Something special about energy eigenstates when it comes to time evolution?

The reason as to why the energy eigenstates are special is because of the Schrodinger's equation $$ i \hbar \frac{\partial}{\partial t} \Psi(x,t) = \hat{H} \Psi(x,t)$$ If $\hat{H}$ is time independent, the solution of the equation is given by $$\Psi(x,t)= e^{-\frac{i}{\hbar}\hat{H} t} \, \Psi(x,0) $$

The fact that energy eigenstates are special with respect to the time evolution is precisely due to the fact that the Hamiltonian controls the time evolution of the system as given by the above equation.

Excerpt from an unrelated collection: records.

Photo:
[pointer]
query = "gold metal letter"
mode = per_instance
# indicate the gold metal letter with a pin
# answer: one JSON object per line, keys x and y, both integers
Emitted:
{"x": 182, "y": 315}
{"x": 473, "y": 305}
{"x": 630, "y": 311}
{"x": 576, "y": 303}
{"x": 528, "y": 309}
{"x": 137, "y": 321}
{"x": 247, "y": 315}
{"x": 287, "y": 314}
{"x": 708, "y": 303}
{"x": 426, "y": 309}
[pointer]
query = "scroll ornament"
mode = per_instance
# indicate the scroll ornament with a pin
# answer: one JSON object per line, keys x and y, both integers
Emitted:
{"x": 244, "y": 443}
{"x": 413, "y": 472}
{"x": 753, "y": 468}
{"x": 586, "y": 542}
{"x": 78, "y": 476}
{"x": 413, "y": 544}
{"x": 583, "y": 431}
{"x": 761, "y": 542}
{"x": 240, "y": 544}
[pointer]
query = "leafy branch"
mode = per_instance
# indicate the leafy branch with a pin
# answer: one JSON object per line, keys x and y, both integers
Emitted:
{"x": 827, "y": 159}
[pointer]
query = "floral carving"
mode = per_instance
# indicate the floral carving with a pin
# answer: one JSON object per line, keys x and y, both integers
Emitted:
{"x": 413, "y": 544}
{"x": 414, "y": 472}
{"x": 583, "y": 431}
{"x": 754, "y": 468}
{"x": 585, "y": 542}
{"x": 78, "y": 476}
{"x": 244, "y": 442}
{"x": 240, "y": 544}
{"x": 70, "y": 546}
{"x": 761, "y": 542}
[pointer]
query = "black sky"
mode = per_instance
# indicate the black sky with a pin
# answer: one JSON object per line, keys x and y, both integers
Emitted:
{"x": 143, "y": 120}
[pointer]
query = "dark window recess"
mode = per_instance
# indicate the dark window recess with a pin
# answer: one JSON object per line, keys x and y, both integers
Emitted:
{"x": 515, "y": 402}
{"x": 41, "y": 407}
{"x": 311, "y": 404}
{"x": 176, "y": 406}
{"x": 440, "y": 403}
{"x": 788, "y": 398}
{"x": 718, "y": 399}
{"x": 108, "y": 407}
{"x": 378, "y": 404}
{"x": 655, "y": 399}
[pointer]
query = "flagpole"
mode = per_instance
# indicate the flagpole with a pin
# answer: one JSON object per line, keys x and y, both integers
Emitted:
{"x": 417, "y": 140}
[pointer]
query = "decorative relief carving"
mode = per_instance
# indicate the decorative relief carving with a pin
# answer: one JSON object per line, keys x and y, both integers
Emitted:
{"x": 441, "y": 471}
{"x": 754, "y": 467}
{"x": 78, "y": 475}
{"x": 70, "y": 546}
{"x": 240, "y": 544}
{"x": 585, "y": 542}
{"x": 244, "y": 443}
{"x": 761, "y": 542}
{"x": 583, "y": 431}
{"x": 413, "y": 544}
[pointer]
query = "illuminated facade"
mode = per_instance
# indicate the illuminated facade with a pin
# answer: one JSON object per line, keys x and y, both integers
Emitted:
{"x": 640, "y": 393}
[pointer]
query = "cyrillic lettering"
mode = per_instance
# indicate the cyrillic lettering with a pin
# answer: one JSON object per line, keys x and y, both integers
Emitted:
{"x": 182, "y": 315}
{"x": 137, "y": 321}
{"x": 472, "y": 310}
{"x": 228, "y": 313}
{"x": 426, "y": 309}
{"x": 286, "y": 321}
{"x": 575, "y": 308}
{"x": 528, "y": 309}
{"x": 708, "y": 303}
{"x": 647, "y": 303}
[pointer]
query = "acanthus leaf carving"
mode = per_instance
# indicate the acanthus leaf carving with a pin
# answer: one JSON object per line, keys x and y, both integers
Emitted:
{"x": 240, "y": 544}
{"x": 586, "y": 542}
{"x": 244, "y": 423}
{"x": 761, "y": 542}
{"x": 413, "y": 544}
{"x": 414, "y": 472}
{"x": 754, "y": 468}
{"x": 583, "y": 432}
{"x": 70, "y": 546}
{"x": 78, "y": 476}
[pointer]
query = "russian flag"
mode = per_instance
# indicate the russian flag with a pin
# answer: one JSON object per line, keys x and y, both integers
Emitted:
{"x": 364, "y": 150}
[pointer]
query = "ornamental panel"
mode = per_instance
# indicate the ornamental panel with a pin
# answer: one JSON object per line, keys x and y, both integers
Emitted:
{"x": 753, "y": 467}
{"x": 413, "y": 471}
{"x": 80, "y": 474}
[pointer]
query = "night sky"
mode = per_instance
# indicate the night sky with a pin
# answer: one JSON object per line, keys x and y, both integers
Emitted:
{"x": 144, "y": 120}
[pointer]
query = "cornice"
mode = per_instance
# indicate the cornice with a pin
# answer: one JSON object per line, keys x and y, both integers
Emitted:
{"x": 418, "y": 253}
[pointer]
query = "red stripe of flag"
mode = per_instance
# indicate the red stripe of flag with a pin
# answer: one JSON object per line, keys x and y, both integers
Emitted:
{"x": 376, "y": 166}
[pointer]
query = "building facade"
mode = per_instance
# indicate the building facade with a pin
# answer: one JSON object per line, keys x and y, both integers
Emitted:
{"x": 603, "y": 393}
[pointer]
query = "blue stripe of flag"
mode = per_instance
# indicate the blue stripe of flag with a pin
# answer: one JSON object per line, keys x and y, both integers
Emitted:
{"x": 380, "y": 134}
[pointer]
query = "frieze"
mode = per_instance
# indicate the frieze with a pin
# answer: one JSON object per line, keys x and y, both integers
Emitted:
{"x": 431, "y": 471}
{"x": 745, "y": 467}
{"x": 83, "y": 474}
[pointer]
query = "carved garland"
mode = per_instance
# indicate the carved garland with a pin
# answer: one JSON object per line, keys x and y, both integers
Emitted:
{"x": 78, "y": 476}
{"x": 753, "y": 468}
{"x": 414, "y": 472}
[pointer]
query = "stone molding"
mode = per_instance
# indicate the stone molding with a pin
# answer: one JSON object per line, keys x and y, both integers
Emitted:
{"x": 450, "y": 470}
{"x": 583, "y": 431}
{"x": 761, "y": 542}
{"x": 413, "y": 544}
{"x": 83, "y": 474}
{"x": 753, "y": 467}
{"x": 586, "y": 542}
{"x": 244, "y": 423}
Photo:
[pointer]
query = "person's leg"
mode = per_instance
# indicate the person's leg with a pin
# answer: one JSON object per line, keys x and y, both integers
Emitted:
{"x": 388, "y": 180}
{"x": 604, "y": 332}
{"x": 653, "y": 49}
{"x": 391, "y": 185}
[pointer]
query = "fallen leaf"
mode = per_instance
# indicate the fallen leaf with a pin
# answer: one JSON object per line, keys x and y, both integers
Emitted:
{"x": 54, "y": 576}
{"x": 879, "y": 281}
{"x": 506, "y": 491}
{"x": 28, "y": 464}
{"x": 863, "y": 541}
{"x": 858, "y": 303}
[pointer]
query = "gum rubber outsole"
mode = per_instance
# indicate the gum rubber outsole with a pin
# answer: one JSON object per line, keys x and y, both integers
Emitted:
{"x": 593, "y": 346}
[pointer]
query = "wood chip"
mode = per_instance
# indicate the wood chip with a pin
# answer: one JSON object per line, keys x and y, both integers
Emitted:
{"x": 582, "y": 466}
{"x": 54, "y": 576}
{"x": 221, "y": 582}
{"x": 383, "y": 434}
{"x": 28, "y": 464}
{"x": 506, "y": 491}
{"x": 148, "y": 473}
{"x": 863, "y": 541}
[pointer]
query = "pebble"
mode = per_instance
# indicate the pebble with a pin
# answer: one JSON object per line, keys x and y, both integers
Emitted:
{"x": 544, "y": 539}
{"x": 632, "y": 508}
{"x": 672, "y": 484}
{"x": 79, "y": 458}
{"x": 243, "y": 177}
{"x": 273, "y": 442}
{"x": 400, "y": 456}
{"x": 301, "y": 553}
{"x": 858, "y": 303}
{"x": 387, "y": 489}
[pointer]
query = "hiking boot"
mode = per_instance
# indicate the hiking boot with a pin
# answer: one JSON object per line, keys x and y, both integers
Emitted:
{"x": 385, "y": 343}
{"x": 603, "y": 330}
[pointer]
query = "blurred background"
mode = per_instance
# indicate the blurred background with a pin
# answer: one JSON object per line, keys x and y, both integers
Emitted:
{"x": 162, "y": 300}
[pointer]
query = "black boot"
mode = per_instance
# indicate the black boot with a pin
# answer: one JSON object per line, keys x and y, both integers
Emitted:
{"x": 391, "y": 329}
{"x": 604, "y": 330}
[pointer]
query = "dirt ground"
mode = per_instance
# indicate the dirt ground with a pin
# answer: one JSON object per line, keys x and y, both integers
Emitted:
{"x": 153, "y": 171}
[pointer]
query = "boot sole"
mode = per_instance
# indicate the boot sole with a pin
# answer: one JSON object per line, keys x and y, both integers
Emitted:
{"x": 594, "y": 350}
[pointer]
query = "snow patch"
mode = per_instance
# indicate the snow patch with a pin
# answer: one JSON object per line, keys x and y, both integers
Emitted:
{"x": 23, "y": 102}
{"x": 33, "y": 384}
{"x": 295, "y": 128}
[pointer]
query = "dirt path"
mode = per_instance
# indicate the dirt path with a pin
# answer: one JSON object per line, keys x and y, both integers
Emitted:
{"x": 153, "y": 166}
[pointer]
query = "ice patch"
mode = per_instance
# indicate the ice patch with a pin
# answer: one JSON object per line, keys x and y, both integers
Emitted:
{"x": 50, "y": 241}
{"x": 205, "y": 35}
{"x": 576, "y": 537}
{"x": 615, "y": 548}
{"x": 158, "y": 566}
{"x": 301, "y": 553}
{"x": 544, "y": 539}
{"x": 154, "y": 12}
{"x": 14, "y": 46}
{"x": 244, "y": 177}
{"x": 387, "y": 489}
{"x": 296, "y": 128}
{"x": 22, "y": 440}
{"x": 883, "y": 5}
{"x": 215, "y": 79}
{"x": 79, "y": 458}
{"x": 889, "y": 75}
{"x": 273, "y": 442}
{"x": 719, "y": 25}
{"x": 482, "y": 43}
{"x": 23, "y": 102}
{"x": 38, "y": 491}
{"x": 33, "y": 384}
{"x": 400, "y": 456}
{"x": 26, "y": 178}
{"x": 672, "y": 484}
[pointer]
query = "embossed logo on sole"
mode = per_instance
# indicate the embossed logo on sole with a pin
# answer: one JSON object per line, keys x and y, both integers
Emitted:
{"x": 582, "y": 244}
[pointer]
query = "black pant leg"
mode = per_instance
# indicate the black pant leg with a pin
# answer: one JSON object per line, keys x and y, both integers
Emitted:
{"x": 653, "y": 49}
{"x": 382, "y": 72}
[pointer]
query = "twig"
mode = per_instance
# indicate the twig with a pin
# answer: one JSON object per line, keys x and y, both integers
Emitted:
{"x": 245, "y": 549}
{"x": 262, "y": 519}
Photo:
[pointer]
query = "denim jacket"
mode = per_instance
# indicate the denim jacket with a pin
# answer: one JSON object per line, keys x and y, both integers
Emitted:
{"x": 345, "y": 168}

If you expand your initial state $\Psi(x,0)$ in terms of the eigenstates of the Hamiltonian, then the action of the exponential operator on those states is easily given. Suppose $\psi_n(x)$ represents a state of energy $E_n$ and suppose you can expand your initial state as $$\Psi(x,0) = \sum_n c_n \psi_n(x)$$ where $c_n$ are constants (independent of time). Then the full solution to the Schrodinger's equation is $$\Psi(x,t) = \sum_n c_n e^{-\frac{i}{\hbar} E_n t} \psi_n(x)$$ Now because $c_n$ are independent of time, the probability of the system being in a particular energy eigenstate is same for all time. You can see this by calculating $|\langle \psi_m | \Psi(x,t) \rangle|^2=|c_m|^2$

The reason why for other operators this may not be true for a random operator, say $\hat{B}$ is because the eigenstates of this operator may not evolve independently. Upon time evolution, they may mix into each other. In other words, if you expand a random initial state in terms of the eigenstates of the operator $\hat{B}$ and then look at the projection onto an eigenstate after some time evolution, the coefficient will change. With a little work you can figure out that the condition that the coefficients remain time independent is that the operator $\hat{B}$ commutes with the hamiltonian, i.e., $[\hat{H},\hat{B}]=0$.

P.S - As pointed out in the comments by @ACuriousMind, although $[\hat{H},\hat{B}]=0$ is necessary, it may not be sufficient to ensure that the coefficients are time independent. Ultimately what you need is a common eigenbasis for the operators $\hat{B}$ and $\hat{H}$ to ensure that the time evolution does not mix the states.

An energy eigenstate is an eigenstate of the Hamiltonian $H$. If the Hamiltonian is not time-dependent, then the time evolution operator is $U(t) = \mathrm{e}^{\mathrm{i}Ht}$, so every energy eigenstate is also an eigenstate of the time evolution operator, meaning it remains the same state under time evolution.

No other operator exhibits this peculiar feature for its eigenstates because the Hamiltonian is special in being connected to time evolution through the Schrödinger equation.